September 21, 2011 · 9:15 pm

Which foreign function interface is the best?

I’ve written libguestfs language bindings for Perl, Python, Ruby, Java, OCaml, PHP, Haskell, Erlang and C#. But which of these is the best? Which is the easiest? What makes this hard? Grubbing around in the internals of a language reveals mistakes made by the language designers, but what are the worst mistakes?

Note: There is source that goes with this. Download libguestfs-1.13.13.tar.gz and look in the respective directories.

The best

It’s going to be a controversial choice, but in my opinion: C#. You just add some simple annotations to your functions and structs, and you can call into shared libraries (or “DllImport”s as Microsoft insisted on calling them) directly. It’s just about as easy as directly calling C and that is no simple achievement considering how the underlying runtime of C# is very different from C.

Example: a C struct:

[StructLayout (LayoutKind.Sequential)]
public class _int_bool {
  int i;
  int b;
}

The worst

There are two languages in the doghouse: Haskell and PHP. PHP first because their method of binding is just very broken. For example, 64 bit types aren’t possible on a 32 bit platform. It requires a very complex autoconf setup. And the quality of their implementation is very poor verging on broken — it makes me wonder if the rest of PHP can be this bad.

Haskell: even though I’m an experienced functional programmer and have done a fair bit of Haskell programming in the past, the FFI is deeply strange and very poorly documented. I simply could not work out how to return anything other than integers from my functions. You end up with bindings that look like this:

write_file h path content size = do
  r <- withCString path $ \path -> withCString content $ \content -> withForeignPtr h (\p -> c_write_file p path content (fromIntegral size))
  if (r == -1)
    then do
      err <- last_error h
      fail err
    else return ()

The middle tier

There’s not a lot to choose between OCaml, Ruby, Java and Erlang. For all of them: you write bindings in C, there’s good documentation, it’s a bit tedious but basically mechanical, and in 3 out of 4 you’re dealing with a reasonable garbage collector so you have to be aware of GC issues.

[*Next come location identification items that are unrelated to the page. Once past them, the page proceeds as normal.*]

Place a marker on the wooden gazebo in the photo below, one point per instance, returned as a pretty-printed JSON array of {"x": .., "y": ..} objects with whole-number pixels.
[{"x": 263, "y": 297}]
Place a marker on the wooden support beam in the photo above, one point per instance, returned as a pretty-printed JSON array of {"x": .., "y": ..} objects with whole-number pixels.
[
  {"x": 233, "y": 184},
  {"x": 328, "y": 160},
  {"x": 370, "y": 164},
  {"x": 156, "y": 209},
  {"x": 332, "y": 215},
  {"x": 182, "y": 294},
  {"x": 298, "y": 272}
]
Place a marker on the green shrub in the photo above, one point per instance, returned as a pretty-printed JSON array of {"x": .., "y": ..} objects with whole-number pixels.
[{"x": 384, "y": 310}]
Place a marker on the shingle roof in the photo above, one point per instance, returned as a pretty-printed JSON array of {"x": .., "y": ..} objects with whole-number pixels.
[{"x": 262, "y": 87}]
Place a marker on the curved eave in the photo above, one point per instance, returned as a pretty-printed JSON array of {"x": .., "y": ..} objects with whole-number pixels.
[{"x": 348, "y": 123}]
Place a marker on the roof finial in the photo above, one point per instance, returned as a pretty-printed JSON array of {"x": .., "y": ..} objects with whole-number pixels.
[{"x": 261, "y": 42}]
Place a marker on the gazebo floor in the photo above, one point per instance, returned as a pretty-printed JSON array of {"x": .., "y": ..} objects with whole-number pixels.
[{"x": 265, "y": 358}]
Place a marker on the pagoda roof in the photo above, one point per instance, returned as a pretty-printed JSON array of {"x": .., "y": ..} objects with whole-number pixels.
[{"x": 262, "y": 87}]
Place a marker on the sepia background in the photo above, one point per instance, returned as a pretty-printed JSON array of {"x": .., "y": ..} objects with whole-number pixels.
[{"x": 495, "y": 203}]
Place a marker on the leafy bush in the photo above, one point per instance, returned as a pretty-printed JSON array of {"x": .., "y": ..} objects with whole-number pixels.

Erlang is slightly peculiar because the method I chose (out of many possible) is to write an external process that talks to the Erlang over stdin/stdout. But I can’t fault their documentation, and the rest of it is sensible.

Example: Here is a function binding in OCaml, but with mechanical changes this could be Ruby, Java or Erlang too:

CAMLprim value
ocaml_guestfs_add_drive_ro (value gv, value filenamev)
{
  CAMLparam2 (gv, filenamev);
  CAMLlocal1 (rv);

  guestfs_h *g = Guestfs_val (gv);
  if (g == NULL)
    ocaml_guestfs_raise_closed ("add_drive_ro");

  char *filename = guestfs_safe_strdup (g, String_val (filenamev));
  int r;

  caml_enter_blocking_section ();
  r = guestfs_add_drive_ro (g, filename);
  caml_leave_blocking_section ();
  free (filename);
  if (r == -1)
    ocaml_guestfs_raise_error (g, "add_drive_ro");

  rv = Val_unit;
  CAMLreturn (rv);
}

The ugly

Perl: Get reading. You’d better start with perlxs because Perl uses its own language — C with bizarre macros on top so your code looks like this:

SV *
is_config (g)
      guestfs_h *g;
PREINIT:
      int r;
   CODE:
      r = guestfs_is_config (g);
      if (r == -1)
        croak ("%s", guestfs_last_error (g));
      RETVAL = newSViv (r);
 OUTPUT:
      RETVAL

After that, get familiar with perlguts. Perl has only 3 structures and you’ll be using them a lot. There are some brilliant things about Perl which shouldn’t be overlooked, including POD which libguestfs uses to make effortless manual pages.

Python: Best described as half arsed. Rather like the language itself.

Python, Ruby, Erlang: If your language depends on “int”, “long”, “long long” without defining what those mean, and differing based on your C compiler and platform, then you’ve made a big mistake that will unfortunately dog you throughout the runtime, FFIs and the language itself. It’s better either to define them precisely (like Java) or to just use int32 and int64 (like OCaml).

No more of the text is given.